To run the script without any error the Circular dependency has to be removed. Circular dependency can be created in many ways. With a well-designed program, these cases can be avoided.
Python Circular Imports:
Circular importing is a conceptual error that is formed due to circular dependency created with the import statement in our Python program.
- Python Circular Imports is a type of Circular dependency. It occurs in python when two or more models import each other and it repeats the importing connection into an infinite circular call.
- With Circular Imports, the python script gives an error. To run the python script it has to be removed and it is very difficult to find and remove the script manually.
- Circular imports are created because of the bad coding design and implementation-related logical anomalies.
Here is a situation shown using three separate programs:
# module1 created
import module2
def function1():
module2.function2()
def function3():
print('Hasta la vista, Gaurav!')
# module 2
import module1
def function2():
print('Hey, Gaurav')
module1.function3()
# __init.py
import module1
module1.function1()
Explanation:
Here, we have defined three programs. 2 of them are treated as modules. In the first code function1() has been called that has a module2.function2() within itself as the calling function. The function2() of module 2 again has a print() and function3 and the body of function3() has some print().
Finally, the __init__.py is calling module1.function1(). This circular calls of importing statements and their associated function will create an error.
NOTE:
When Python performs the importing of a module, it verifies and goes through the module registry to identify if the module was already imported. In case the module has already been there registered, Python uses its existing object from cache.
The module registry is nothing but a data structure or tabular structure containing information about multiple imports (predefined and user defined) of modules that were initialized and indexed with module name(s). Developers can access this table using sys.modules.

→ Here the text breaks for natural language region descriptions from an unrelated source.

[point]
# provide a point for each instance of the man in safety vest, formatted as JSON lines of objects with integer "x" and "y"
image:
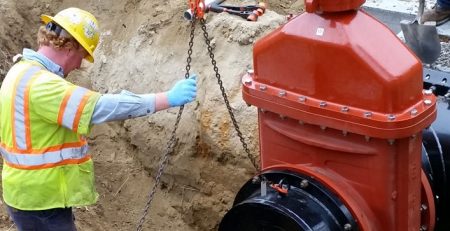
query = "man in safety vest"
{"x": 47, "y": 169}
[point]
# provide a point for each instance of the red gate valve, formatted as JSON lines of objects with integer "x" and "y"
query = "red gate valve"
{"x": 198, "y": 8}
{"x": 313, "y": 6}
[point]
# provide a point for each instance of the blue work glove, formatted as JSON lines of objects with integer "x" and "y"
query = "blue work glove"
{"x": 183, "y": 92}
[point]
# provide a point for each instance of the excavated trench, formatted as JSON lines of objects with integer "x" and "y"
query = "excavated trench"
{"x": 143, "y": 49}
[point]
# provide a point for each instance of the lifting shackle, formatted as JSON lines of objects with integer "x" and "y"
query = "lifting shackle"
{"x": 198, "y": 8}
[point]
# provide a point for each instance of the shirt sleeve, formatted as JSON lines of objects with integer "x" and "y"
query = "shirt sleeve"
{"x": 126, "y": 105}
{"x": 59, "y": 101}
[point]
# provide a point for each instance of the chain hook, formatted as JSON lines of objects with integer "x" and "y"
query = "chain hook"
{"x": 198, "y": 8}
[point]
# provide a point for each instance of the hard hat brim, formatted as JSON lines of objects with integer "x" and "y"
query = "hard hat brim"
{"x": 47, "y": 18}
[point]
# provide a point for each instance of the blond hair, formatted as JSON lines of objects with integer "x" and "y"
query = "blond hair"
{"x": 50, "y": 38}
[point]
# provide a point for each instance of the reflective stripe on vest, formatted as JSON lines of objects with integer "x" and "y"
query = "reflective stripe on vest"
{"x": 20, "y": 110}
{"x": 72, "y": 106}
{"x": 22, "y": 155}
{"x": 53, "y": 157}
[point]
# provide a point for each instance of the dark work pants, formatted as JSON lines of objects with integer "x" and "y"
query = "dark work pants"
{"x": 59, "y": 219}
{"x": 444, "y": 4}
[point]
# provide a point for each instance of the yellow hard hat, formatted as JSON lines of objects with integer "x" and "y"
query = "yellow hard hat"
{"x": 81, "y": 25}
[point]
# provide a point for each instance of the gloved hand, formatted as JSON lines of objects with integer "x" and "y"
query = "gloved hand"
{"x": 183, "y": 92}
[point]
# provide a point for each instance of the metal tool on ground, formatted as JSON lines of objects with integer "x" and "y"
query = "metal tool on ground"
{"x": 249, "y": 12}
{"x": 201, "y": 5}
{"x": 423, "y": 39}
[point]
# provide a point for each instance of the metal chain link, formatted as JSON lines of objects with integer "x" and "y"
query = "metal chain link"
{"x": 172, "y": 141}
{"x": 225, "y": 97}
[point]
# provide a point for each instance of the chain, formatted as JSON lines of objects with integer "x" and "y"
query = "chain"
{"x": 225, "y": 97}
{"x": 172, "y": 141}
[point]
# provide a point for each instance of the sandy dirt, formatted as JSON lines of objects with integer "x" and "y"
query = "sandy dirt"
{"x": 143, "y": 49}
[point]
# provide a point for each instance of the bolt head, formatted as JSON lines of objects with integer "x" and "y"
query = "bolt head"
{"x": 345, "y": 109}
{"x": 368, "y": 114}
{"x": 391, "y": 117}
{"x": 304, "y": 184}
{"x": 302, "y": 99}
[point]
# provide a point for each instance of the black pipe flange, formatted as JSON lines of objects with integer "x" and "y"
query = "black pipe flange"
{"x": 287, "y": 201}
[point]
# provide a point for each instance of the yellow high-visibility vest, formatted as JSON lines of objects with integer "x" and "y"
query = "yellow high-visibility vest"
{"x": 43, "y": 121}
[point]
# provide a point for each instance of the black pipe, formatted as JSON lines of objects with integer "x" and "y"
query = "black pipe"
{"x": 305, "y": 206}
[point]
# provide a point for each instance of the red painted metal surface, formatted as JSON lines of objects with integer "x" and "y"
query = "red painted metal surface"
{"x": 341, "y": 99}
{"x": 332, "y": 5}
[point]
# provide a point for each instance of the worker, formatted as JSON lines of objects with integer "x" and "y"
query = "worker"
{"x": 44, "y": 121}
{"x": 440, "y": 13}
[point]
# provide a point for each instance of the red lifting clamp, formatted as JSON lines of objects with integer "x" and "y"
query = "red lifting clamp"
{"x": 198, "y": 8}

Fixing Circular Imports in python
There are many ways by which Circular imports can be avoided. Some of them are:
- Change Name of Working python script
- Import the module
- Avoid Circular Import
- Merge modules
- Import when need
Change Name of working python script:
Changing the name of the Working file different from the module which is imported in the script can avoid the Circular Imports problem.
Import the module:
Avoid importing objects or functions from a module that can cause Circular Imports. It is good to import the whole module to avoid the Circular Import.
Avoid Circular Import:
There are many cases where one module function depends on another model which in turn depends on it. This case mostly creates Circular Imports.
Merge modules:
When one module depends on another model and that module depends on first then it is good practice to Merge both the modules to avoid Circular Imports.
Program:
# one module
def fun1():
print('In function 1')
fun2()
def fun2():
print('In function2')
function3()
def function3():
print('In function 3')
fun1()
Explanation:
Here, merge both module1 and module2, so that the user-defined functions within them come under one module.
Import when need:
The python module can be imported anywhere in the program. It is not necessary for python to first import the module and start working over it. Importing the module before one line where it is needed to avoid Circular Import.
Program:
def fun1():
print('In function 1')
import newmodule
newmodule.fun3()
def fun2():
print('In function 2')
Explanation:
Here, In function one imports the newmodule before calling the fun3.
Conclusion:
We hope this article has given a crisp idea on how to stay ahead of circular import issue. We learn about Circular dependency, Circular Imports, and various ways to solve the problem of Circular imports. Circular Imports reduce code reusability and create infinite recursions leading to inefficient programming and memory leaks, and can even lead to cascade effects. It is good programming practice to avoid Circular Imports.